Toujours la même petite musique. Les mêmes « jeunes » qui nous enquiquinent et nous pourrissent la vie, les mêmes « jeunes » qui vont devenir des délinquants chevronnés à force de recommencer sans être poursuivis…

Vous êtes ulcéré ?

Pourtant, ce n’est que le fonctionnement ordinaire de la justice.

Tenez : à Périgueux, le 13 août dernier, un homme de dix-neuf ans, demandeur d’asile venu d’Afghanistan, importune un groupe de filles qui passaient devant chez lui. Des passants s’interposent pour leur venir en aide. L’homme, qui est en état d’ébriété, fait un aller-retour à son domicile pour en revenir avec un couteau de cuisine. Puis il poignarde quatre personnes avant d’être maîtrisé. Des coups de couteau portés à la tête, à la nuque, au poumon, dans le dos…

Sa condamnation : quatre ans de prison, dont un avec sursis.

Vous voyez, presque rien.

Dans le procès des agresseurs de Jean-Michel Gaudin, l’avocat général avait comparé les accusés à des « bombes humaines » et à des « prédateurs antisociaux ».

Et il avait ajouté : « Ce crime est un vrai débat de société.

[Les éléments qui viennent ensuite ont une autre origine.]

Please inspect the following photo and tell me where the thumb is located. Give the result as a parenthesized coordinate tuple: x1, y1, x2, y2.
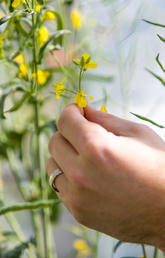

Quand on se promène et que l’on croise un groupe de jeunes, faut-il avoir peur ? Faut-il changer de trottoir ? Subir des crachats, accepter d’être bousculé en passant son chemin ? »

Après ce verdict, j’ai bien peur que la réponse soit « oui ».

En fait, nous le savons maintenant, à nous d’être prudents quand nous sortons en ville, puisquela justice renonce à nous protéger.

Pourtant, tout ceci est du ressort de nos dirigeants. À l’heure où je vous écris, Nicole Belloubet, notre ministre de la Justice, lance ses travaux sur la réforme de la Justice des mineurs. Il me semble que les exemples sont légion pour prendre le problème à bras le corps.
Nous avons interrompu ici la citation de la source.